🤖 AI Summary
This work proposes Selfment, a novel framework that achieves high-precision object segmentation in a fully unsupervised manner—requiring neither human annotations, pretrained models, nor post-processing. The method constructs a block-level affinity graph via self-supervised learning and leverages normalized cuts (NCut) together with an Iterative Patch Optimization (IPO) mechanism to generate high-quality initial masks. A lightweight segmentation head is then trained end-to-end to produce final predictions. IPO effectively enhances both spatial and semantic consistency, further refined by contrastive learning and region consistency losses. Experimental results demonstrate significant performance gains, with F_max improvements of 4.0%, 4.6%, and 5.7% on ECSSD, HKUIS, and PASCAL-S benchmarks, respectively. Notably, Selfment achieves state-of-the-art zero-shot performance on camouflaged object detection tasks.
📝 Abstract
Accurately segmenting objects without any manual annotations remains one of the core challenges in computer vision.
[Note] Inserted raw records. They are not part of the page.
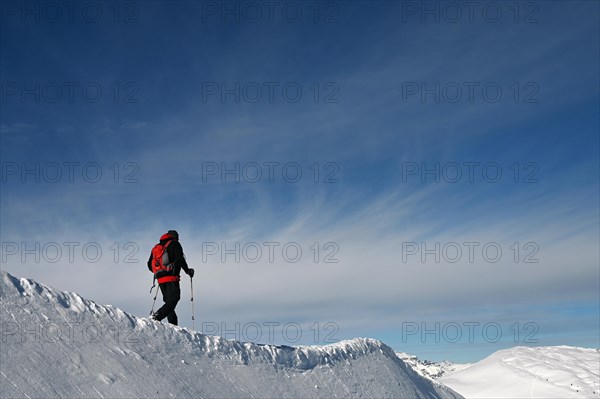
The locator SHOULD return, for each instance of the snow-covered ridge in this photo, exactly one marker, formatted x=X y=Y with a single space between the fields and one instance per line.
x=60 y=344
x=429 y=369
x=534 y=372
x=303 y=357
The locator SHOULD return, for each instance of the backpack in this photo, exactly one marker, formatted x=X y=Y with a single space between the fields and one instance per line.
x=160 y=259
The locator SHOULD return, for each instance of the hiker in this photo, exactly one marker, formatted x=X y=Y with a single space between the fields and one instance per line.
x=166 y=262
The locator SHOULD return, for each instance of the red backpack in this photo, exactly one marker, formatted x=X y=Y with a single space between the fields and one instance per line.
x=160 y=258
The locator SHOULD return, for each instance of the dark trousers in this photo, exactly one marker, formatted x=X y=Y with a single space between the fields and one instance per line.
x=171 y=295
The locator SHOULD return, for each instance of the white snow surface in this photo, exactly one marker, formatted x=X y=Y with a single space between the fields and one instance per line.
x=58 y=344
x=531 y=372
x=430 y=369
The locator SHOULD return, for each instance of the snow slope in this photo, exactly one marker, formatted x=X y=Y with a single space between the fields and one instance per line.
x=57 y=344
x=429 y=369
x=525 y=372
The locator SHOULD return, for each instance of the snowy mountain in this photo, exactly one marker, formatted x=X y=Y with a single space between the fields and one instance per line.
x=429 y=369
x=524 y=372
x=57 y=344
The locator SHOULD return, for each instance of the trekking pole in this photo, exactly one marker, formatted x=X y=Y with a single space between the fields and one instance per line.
x=193 y=313
x=154 y=301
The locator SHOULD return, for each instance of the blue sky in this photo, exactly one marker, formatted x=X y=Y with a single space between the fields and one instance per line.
x=156 y=121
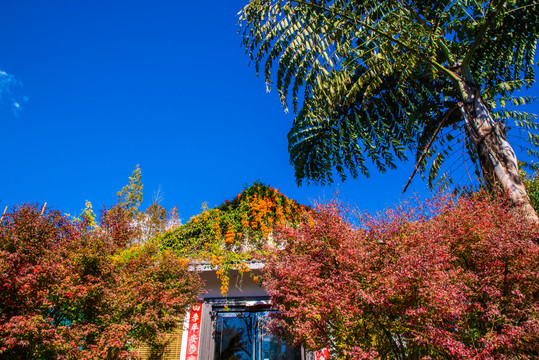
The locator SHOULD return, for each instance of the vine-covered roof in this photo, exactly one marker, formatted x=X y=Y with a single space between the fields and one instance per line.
x=236 y=231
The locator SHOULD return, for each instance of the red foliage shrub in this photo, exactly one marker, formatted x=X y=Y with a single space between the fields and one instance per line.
x=65 y=293
x=450 y=279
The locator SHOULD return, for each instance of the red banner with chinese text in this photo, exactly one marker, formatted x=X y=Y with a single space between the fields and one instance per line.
x=322 y=354
x=193 y=335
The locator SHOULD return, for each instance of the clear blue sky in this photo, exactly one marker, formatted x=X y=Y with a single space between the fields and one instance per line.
x=106 y=85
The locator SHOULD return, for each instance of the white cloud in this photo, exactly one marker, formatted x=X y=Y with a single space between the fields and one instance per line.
x=8 y=92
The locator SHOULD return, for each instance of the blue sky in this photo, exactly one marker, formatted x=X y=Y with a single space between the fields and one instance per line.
x=106 y=85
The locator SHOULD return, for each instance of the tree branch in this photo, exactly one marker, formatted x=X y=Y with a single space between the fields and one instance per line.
x=422 y=157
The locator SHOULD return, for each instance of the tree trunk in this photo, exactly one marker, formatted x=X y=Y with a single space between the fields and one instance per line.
x=496 y=156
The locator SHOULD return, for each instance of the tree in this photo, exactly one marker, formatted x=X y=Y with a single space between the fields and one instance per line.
x=381 y=78
x=69 y=290
x=130 y=197
x=449 y=279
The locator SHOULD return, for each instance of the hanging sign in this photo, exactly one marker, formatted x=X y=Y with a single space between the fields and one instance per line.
x=322 y=354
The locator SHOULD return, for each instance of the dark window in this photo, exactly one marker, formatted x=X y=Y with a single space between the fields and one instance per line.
x=240 y=333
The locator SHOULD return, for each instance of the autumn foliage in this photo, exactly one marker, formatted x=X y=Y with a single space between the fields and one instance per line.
x=234 y=232
x=69 y=290
x=449 y=279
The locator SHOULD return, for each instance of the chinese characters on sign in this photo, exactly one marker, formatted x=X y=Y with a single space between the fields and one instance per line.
x=193 y=336
x=322 y=354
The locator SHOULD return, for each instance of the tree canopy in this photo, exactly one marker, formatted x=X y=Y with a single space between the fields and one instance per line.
x=445 y=279
x=379 y=79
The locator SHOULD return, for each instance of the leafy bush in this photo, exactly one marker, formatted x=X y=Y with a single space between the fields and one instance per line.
x=69 y=290
x=235 y=231
x=449 y=279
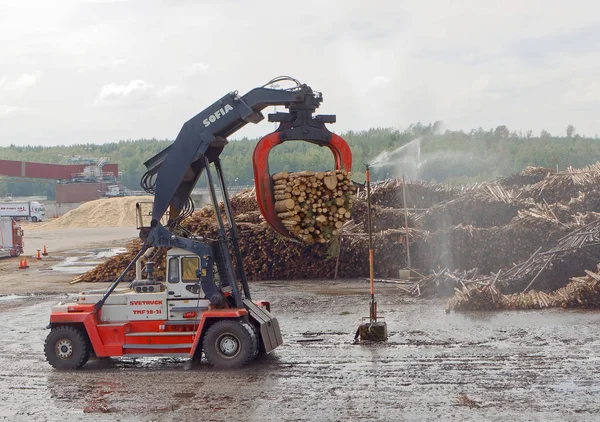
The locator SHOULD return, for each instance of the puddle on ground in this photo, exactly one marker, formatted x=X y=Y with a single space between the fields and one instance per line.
x=84 y=263
x=9 y=298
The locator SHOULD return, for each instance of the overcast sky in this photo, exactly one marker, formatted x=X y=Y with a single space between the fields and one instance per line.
x=98 y=71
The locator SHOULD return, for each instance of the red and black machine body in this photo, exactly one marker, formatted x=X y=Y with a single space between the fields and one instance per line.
x=171 y=176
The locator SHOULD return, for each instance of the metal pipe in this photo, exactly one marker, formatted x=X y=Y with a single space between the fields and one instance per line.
x=406 y=222
x=222 y=236
x=373 y=312
x=235 y=243
x=113 y=286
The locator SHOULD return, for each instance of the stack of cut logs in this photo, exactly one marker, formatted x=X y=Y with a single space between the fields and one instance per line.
x=313 y=206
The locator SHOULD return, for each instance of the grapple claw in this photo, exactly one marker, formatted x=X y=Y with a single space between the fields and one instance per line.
x=265 y=194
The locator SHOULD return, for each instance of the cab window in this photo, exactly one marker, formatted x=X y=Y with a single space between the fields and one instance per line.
x=189 y=265
x=173 y=270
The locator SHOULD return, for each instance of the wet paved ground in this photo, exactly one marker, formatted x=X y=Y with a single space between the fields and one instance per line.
x=539 y=365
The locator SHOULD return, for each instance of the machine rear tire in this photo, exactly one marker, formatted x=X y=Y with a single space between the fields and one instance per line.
x=229 y=344
x=67 y=347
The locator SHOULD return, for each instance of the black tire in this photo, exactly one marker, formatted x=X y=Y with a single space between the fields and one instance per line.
x=67 y=347
x=228 y=344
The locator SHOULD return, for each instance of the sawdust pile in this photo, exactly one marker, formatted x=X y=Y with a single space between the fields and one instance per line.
x=106 y=212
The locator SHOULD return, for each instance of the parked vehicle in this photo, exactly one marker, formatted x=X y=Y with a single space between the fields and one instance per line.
x=32 y=210
x=11 y=238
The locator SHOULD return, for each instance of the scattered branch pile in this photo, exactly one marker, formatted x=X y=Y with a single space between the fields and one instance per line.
x=580 y=292
x=534 y=230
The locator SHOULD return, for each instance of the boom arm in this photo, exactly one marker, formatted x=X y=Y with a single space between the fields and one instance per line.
x=178 y=167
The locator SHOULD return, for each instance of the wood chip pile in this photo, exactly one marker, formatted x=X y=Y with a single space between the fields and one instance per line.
x=488 y=226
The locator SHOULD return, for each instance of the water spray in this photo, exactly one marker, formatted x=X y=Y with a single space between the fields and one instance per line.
x=376 y=328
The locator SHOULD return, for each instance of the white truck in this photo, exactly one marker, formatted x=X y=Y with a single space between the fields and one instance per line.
x=11 y=238
x=31 y=210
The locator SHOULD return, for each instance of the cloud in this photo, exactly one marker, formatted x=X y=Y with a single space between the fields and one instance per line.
x=22 y=83
x=6 y=110
x=27 y=80
x=133 y=92
x=170 y=90
x=196 y=68
x=379 y=81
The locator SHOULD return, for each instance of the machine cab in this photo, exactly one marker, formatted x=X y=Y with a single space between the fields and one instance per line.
x=181 y=280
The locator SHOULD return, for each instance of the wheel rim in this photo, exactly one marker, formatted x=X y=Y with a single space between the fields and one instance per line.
x=228 y=346
x=64 y=348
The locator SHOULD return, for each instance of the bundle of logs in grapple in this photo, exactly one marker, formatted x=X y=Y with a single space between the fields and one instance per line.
x=313 y=206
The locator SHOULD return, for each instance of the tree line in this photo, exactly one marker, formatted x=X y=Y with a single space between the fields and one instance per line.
x=422 y=151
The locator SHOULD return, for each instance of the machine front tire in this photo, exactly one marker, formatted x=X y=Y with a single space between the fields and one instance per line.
x=229 y=344
x=67 y=347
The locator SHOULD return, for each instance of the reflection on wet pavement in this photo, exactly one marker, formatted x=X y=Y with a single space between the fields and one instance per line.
x=538 y=365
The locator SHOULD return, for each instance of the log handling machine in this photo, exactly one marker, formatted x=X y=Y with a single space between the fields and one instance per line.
x=204 y=304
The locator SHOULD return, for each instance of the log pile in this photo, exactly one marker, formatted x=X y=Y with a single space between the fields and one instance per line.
x=487 y=206
x=313 y=206
x=580 y=292
x=560 y=187
x=419 y=194
x=487 y=227
x=529 y=176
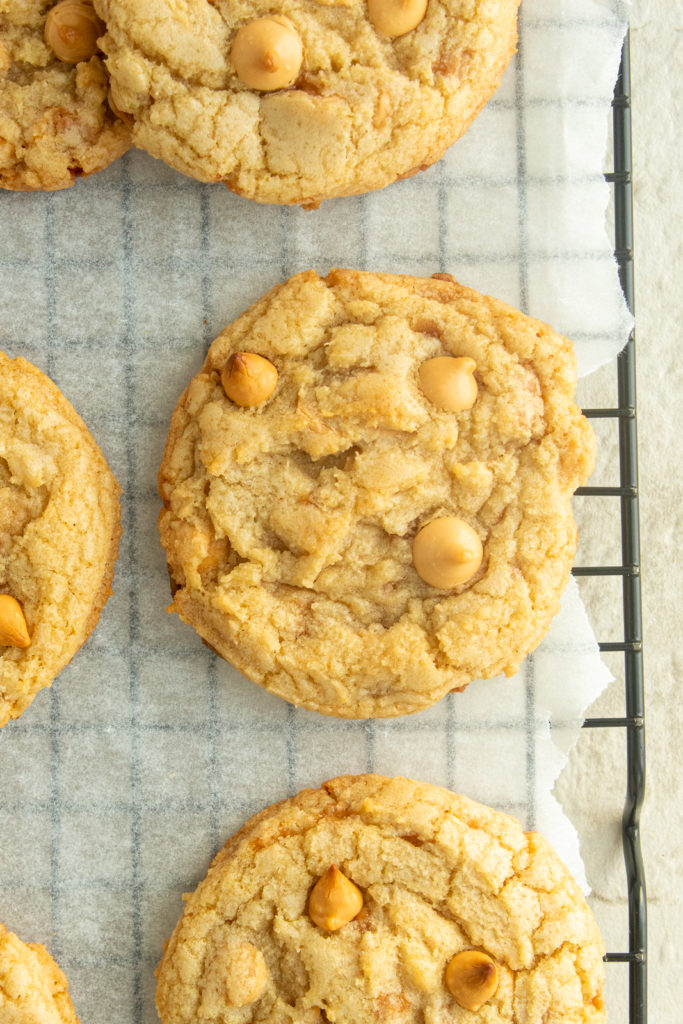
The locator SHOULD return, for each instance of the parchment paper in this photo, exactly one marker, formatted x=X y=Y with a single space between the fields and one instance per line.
x=120 y=783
In this work, we introduce Selfment, a fully self-supervised framework that segments foreground objects directly from raw images without human labels, pretrained segmentation models, or any post-processing. Selfment first constructs patch-level affinity graphs from self-supervised features and applies NCut to obtain an initial coarse foreground--background separation. We then introduce Iterative Patch Optimization (IPO), a feature-space refinement procedure that progressively enforces spatial coherence and semantic consistency through iterative patch clustering. The refined masks are subsequently used as supervisory signals to train a lightweight segmentation head with contrastive and region-consistency objectives, allowing the model to learn stable and transferable object representations. Despite its simplicity and complete absence of manual supervision, Selfment sets new state-of-the-art (SoTA) results across multiple benchmarks. It achieves substantial improvements on $F_{\max}$ over previous unsupervised saliency detection methods on ECSSD ($+4.0\%$), HKUIS ($+4.6\%$), and PASCAL-S ($+5.7\%$). Moreover, without any additional fine-tuning, Selfment demonstrates remarkable zero-shot generalization to camouflaged object detection tasks (e.g., $0.910$ $S_m$ on CHAMELEON and $0.792$ $F_{\beta}^{\omega}$ on CAMO), outperforming all existing unsupervised approaches and even rivaling the SoTA fully supervised methods.